In his book Songcatchers, Grateful Dead percussionist and ethnomusicology advocate Mickey Hart explains why music expresses who we are as a people. "It gives shape to our thoughts and feelings," Hart writes, "things we can't express in words, turning spirit into sound."

"No culture does not have a music," Hart told National Geographic News, "and there's a reason for this: If a music dies, its culture dies."

But vanishing music, languages, and cultures are part of today's shrinking global landscape. We're losing languages at the rate of one every two weeks.

Modern technology does offer us a boon—the opportunity to preserve and perpetuate cultural legacies that might otherwise vanish with the ethnic traditions that spawned them.

We have a tremendous head start thanks to the work of "songcatchers," the field recordists who explored the globe to document the songs, sounds, and lives of cultures that even in the early recording years were already fading into obscurity.

The Early Days

In late-19th-century North America, the efforts of many anthropologists and ethnologists were focused on the rapidly vanishing Native American culture—at that time already a shadow of what it had been just a few generations before.

That study was greatly advanced by the brain of the era's great inventor—Thomas Edison. In 1877, he invented a "talking machine" that was able to record and play back the sound of the human voice. It wasn't long before this shocking technology was applied in the field by enterprising researchers. They were the songcatchers, and their story combines music, science, and adventure.

The first was Jesse Walter Fewkes, a naturalist from Harvard University. In March of 1890, he traveled to Calais Maine, home of the Passamaquoddy people. Fewkes recorded 36 wax cylinders of their fast fading songs, language, and traditional stories. They were the first field recordings ever created—made possible only by a cumbersome apparatus weighing in at about 100 pounds (45 kilograms).
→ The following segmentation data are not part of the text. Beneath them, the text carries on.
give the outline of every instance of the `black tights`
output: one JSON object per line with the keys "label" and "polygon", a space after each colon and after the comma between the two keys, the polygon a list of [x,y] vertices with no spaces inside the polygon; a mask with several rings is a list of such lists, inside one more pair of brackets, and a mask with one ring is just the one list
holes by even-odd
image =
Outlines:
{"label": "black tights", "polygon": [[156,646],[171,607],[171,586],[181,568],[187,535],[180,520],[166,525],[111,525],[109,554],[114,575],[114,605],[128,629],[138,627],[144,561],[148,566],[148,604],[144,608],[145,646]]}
Soon others were heading off to the far corners of the Earth to capture the voice of humanity raised in songs of celebration and ceremony. These dedicated adventurers were both avid hobbyists and noted scholars. Their equipment was heavy, cumbersome, and difficult to carry. Recording itself could be hit or miss, but they displayed a determination and diligence that surmounted the handicaps of their day. Many of them were women, undertaking global adventures that were unheard of at the time.